おそらく少年と少女だろう。双子のようにそっくりな子供二人が仲良く隣り合わせで立っていた。
年の頃は人間で言うと六歳ほどだろうか。
とても可愛らしいその大きな瞳を瞬かせてこちらを見上げている。
天使と言うのはあくまで創作上の生物であり、実際には存在しないので実際には違うのだろうが、彼等は天使と呼ぶに相応しい可愛らしさだった。

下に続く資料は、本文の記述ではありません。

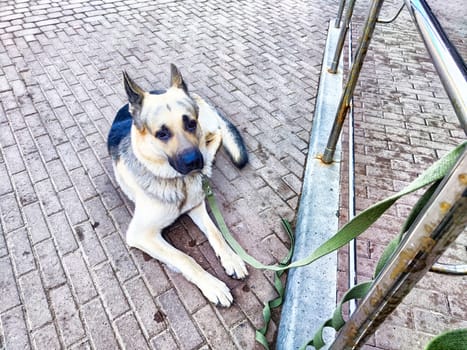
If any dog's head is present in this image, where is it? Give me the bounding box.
[123,64,204,177]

ふわふわと柔らかそうな、茶色と薄茶色がまだらに入り混じった髪。
柔らかそうな髪の下からあどけない表情がのぞく。
広い袖口から覗いている髪と同色の鳥の羽とおぼしきものが、彼等が人間ではないと確かに示している
有翼種でしょうか?
あまり魔族には詳しくはないので推測することしかできないが、外見的特徴的から見てそうだろうと判断する。

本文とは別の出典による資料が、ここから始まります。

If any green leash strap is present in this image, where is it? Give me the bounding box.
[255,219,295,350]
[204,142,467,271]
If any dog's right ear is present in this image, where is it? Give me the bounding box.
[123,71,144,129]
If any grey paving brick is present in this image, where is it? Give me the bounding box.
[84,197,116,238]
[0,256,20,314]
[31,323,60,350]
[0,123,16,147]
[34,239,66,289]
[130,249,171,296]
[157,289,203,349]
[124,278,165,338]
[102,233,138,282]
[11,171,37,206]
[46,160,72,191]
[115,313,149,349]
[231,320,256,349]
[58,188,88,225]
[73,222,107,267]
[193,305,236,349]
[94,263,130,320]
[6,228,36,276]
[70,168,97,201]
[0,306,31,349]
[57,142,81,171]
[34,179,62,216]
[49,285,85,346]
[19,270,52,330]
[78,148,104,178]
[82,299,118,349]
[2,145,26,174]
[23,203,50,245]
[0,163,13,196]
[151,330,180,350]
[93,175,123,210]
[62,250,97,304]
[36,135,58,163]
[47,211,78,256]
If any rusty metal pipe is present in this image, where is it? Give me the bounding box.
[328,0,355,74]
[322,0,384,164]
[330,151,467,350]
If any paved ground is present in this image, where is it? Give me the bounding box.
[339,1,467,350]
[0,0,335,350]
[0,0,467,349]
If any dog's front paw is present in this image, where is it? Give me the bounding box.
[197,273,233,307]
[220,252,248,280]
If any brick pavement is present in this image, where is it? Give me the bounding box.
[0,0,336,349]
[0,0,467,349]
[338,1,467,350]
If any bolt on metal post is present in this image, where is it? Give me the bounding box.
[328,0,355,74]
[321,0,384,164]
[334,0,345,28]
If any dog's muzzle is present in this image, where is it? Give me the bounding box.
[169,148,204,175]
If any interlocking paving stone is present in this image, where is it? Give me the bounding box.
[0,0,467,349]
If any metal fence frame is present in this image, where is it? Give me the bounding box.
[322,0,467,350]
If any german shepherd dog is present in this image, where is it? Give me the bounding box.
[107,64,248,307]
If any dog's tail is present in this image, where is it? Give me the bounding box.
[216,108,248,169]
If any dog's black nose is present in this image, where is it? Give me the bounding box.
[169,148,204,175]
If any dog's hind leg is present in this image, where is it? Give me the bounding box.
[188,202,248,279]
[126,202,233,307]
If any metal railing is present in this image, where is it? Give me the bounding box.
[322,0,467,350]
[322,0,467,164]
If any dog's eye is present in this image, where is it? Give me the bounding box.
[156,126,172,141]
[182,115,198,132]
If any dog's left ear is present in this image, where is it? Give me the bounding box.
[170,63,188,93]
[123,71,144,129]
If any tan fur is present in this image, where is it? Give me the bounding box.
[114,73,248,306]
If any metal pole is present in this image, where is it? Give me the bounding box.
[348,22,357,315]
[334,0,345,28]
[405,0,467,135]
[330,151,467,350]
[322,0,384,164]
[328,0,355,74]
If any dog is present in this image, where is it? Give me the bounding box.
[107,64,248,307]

それはともかくとして、何者かと尋ねられたからには返事を返さなければ。
「私はエイフリル・リースです」
私はもはや勇者ではない、ただのエイフリルだ。
「ふうん、エイフリルかー。変な名前」
「なんで人間がここにいるの?」
前者は男の子の方、後者は女の子が発した問い。
なんで、なんで?……ですか。
女の子から発せられた問いを頭の中で反復する。
一言で言うならそれはーー
「魔王さんに、お仕えしようと思ったから」
「魔王様かっけーもんなー」
「でも、あなた人間でしょ?」
キラキラと目を輝かせる少年とは対照的に、人間とは相入れないと言外に言う少女。
「それは関係ないと思います」
だって、仲間に見捨てられ、運にも見放された私を、唯一救ってくれたのは他ならぬ彼等だったから。
だから魔族とか関係なく彼らに仕えたいと思ったのだ。
「なあなあ、遊ぼうぜ!」
「ふぅん……そうなんだ」
初めて見る人間に物怖じせずにまとわりついてくる少年、納得したのかしていないのか曖昧に頷く少女。
どうしましょうか。
この子達と遊びたい戯れたい。だが私には仕事がある。
目の前の欲望に負けて、仕事を投げ出すようでは使用人失格だ。
「すみません、これからやらなきゃならない掃除があるので……!また今度誘ってください」
本当に惜しいが誘いを断る。
男の子は少し残念そうにしつつもすっぱりと諦めた様子だ。
「わかった。じゃあなエイフリル!」
「……またね、エイフリル」
男の子は元気よく手を振って手を振って、女の子はペコリと頭を下げて去っていった。
ちょこまかと歩く彼らの姿が見えなくなってから急に大切な事に思い至る。
……しまった!彼らの名前を聞くのを忘れていた。なんという失態。
今度あったら絶対に名前を聞こうと固く決心して掃除に戻ったのだった。